Some teachers can’t get away from the “67” jokes while others, even if they deal with the two numbers daily, claim it hasn’t reached their classrooms. Which leaves the teachers to decide whether they should embrace, ignore or endure the fad.
“It hasn’t really come up at all,” Honors Algebra 2 teacher Adele Peterman said.
While she’s aware of the meme she believes that, from a mathematical perspective, picking these two numbers don’t make sense.
“The better choice would have been four, six, because it’s right in the middle,” Peterman said.
Peterman added that none of her 32 eighth graders she teaches at Westridge have mentioned it, nor have any of the freshmen she teaches.
However, English III and IV teacher Alexa Roddenberry, is having somewhat of an opposite experience in her classes. She said that the number comes up all the time in her classroom. Students have made it a habit of weaving it into the lessons, conversations and even scribbling it onto desks or her whiteboard.
“Literally every single day, it’s constant,” Roddenberry said.
Even casual mentions of the numbers six or seven spark major reactions from her students, turning ordinary lessons into opportunities for interruptions. The older students, she added, are especially enthusiastic when the numbers come up.
“The seniors are worse about it,” Roddenberry said.

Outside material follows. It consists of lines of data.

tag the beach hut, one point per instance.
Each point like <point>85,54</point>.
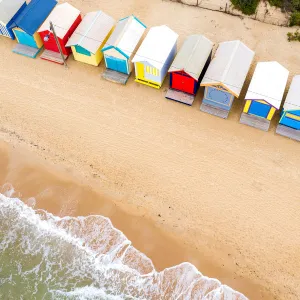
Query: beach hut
<point>65,19</point>
<point>188,68</point>
<point>90,36</point>
<point>9,10</point>
<point>120,48</point>
<point>155,56</point>
<point>26,24</point>
<point>225,77</point>
<point>289,123</point>
<point>265,94</point>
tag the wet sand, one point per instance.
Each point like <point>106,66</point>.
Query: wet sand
<point>55,190</point>
<point>233,190</point>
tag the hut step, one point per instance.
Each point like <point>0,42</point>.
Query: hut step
<point>222,113</point>
<point>180,97</point>
<point>53,56</point>
<point>288,132</point>
<point>115,76</point>
<point>26,50</point>
<point>254,121</point>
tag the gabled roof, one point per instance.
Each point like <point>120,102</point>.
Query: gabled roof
<point>92,31</point>
<point>35,13</point>
<point>62,16</point>
<point>229,66</point>
<point>292,101</point>
<point>157,46</point>
<point>126,36</point>
<point>8,8</point>
<point>192,56</point>
<point>268,83</point>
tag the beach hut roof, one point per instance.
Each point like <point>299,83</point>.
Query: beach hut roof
<point>8,8</point>
<point>92,31</point>
<point>33,15</point>
<point>157,46</point>
<point>268,83</point>
<point>126,35</point>
<point>62,16</point>
<point>192,56</point>
<point>229,66</point>
<point>292,101</point>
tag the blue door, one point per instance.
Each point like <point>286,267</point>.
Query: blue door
<point>116,64</point>
<point>25,39</point>
<point>259,109</point>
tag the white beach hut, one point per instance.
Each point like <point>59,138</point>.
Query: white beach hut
<point>155,56</point>
<point>225,77</point>
<point>265,94</point>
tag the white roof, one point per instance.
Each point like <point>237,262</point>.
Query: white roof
<point>230,66</point>
<point>62,16</point>
<point>8,8</point>
<point>126,35</point>
<point>157,46</point>
<point>292,101</point>
<point>92,31</point>
<point>268,83</point>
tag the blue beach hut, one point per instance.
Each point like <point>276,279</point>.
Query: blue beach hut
<point>9,10</point>
<point>26,25</point>
<point>289,123</point>
<point>121,46</point>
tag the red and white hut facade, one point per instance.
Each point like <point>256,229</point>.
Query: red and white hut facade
<point>65,19</point>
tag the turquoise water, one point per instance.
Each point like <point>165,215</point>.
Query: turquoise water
<point>46,257</point>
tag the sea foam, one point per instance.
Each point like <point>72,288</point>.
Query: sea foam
<point>43,256</point>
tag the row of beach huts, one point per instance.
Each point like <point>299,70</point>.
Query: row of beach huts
<point>59,30</point>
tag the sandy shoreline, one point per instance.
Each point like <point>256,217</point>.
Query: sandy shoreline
<point>233,190</point>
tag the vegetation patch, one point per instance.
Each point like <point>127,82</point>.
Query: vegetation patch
<point>247,7</point>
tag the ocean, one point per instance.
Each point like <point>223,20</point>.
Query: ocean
<point>45,257</point>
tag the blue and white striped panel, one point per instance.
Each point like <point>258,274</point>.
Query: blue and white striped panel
<point>4,31</point>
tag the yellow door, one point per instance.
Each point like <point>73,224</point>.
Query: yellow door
<point>140,70</point>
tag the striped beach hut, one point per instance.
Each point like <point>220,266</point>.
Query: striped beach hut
<point>90,36</point>
<point>155,56</point>
<point>27,23</point>
<point>121,46</point>
<point>65,19</point>
<point>265,94</point>
<point>188,68</point>
<point>289,124</point>
<point>9,10</point>
<point>225,77</point>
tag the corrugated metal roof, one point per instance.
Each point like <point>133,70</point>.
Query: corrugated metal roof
<point>126,35</point>
<point>229,66</point>
<point>192,56</point>
<point>35,13</point>
<point>92,31</point>
<point>8,8</point>
<point>157,46</point>
<point>62,16</point>
<point>292,101</point>
<point>268,83</point>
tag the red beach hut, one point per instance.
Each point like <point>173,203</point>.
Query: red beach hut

That intensity has spilled into every lesson, with her seniors finding ways to insert the number into the most random of moments.
“When we were reading Macbeth, I asked the class to take a look at line 60, and they asked if we could stop at line six-seven instead,” Roddenberry said.
For her, the popularity of “67” is part of a larger cycle of generational quirks. She sees it as the latest in a long line of number-based trends that were tied to music and pop culture, mentioning earlier trends like “369.”
Despite its immense current popularity, she doubts the trend will last. She thinks it’s going to fade just as quickly as it appeared, to be replaced by whatever comes next in student slang.
“It’ll die,” Roddenberry said. “All trends die. In the meantime, teachers will simply have to wait it out.”